Las señales apuntan a que Rivera explora un discurso de centroderecha sin acercarse a Sánchez, cuya alianza con los independentistas es una línea roja, pero sí alejándose de Casado. Son señales aún débiles, eso sí. Y es algo que tendrá que hacer desde la agenda, con temas como la eutanasia, y desde la estrategia, caso de la ruptura del bloqueo de la Mesa del Congreso para dejar a Casado en solitario como patrón del filibusterismo parlamentario. Previsiblemente volverá a topar con la caricatura de extremo centro –de fabricación podemita– pero no será peor que la caricatura de derecha extrema.
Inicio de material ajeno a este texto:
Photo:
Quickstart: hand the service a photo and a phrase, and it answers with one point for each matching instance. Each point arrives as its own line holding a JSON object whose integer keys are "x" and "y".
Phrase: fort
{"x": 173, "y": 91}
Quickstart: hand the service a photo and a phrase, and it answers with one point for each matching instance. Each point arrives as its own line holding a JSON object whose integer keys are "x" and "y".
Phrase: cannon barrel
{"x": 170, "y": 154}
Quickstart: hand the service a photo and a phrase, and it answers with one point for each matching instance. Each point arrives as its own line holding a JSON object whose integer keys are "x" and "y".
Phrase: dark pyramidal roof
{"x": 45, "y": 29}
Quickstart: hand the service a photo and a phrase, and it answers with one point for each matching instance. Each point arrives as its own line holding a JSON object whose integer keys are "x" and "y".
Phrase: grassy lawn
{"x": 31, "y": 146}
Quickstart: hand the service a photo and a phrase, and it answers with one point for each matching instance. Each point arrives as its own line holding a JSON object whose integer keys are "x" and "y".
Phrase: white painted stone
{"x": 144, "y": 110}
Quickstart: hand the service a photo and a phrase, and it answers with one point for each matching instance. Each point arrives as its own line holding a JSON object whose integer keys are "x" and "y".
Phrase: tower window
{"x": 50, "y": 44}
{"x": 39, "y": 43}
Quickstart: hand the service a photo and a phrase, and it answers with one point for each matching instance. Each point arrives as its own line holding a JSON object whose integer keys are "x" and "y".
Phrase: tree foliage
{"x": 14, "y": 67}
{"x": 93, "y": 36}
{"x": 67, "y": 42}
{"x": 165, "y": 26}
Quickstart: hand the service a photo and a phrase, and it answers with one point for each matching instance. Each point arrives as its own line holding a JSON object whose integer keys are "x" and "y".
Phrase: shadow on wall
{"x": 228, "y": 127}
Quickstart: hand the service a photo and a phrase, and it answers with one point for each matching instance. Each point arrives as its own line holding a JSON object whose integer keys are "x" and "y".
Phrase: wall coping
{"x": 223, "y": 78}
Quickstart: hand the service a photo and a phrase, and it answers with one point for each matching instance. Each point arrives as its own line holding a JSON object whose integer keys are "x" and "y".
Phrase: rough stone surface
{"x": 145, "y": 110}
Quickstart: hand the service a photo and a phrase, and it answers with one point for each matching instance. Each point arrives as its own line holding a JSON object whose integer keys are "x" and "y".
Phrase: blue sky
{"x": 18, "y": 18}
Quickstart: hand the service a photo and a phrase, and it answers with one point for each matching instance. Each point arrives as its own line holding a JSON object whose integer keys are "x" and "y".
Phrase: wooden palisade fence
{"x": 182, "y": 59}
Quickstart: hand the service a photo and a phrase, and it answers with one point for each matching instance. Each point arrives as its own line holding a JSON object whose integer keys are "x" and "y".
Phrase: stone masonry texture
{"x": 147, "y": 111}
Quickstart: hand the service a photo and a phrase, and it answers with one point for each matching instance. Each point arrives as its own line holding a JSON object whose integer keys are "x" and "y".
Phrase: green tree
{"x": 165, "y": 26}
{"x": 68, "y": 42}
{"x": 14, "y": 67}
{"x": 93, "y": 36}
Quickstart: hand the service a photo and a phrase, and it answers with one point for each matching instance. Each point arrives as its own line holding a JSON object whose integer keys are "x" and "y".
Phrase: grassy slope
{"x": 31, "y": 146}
Su clientela no es esa, sino lo que Lakoff, en el mismo ensayo, definía como "biconceptuales", personas conservadoras en algunos aspectos pero progresistas en otros. Ahí creció Ciudadanos, llegando a liderar los sondeos hasta que la moción desbarató sus planes. Y solo ahí pueden aspirar a un liderazgo, si se deciden a abandonar la tentación de mimetizar a la derecha populista.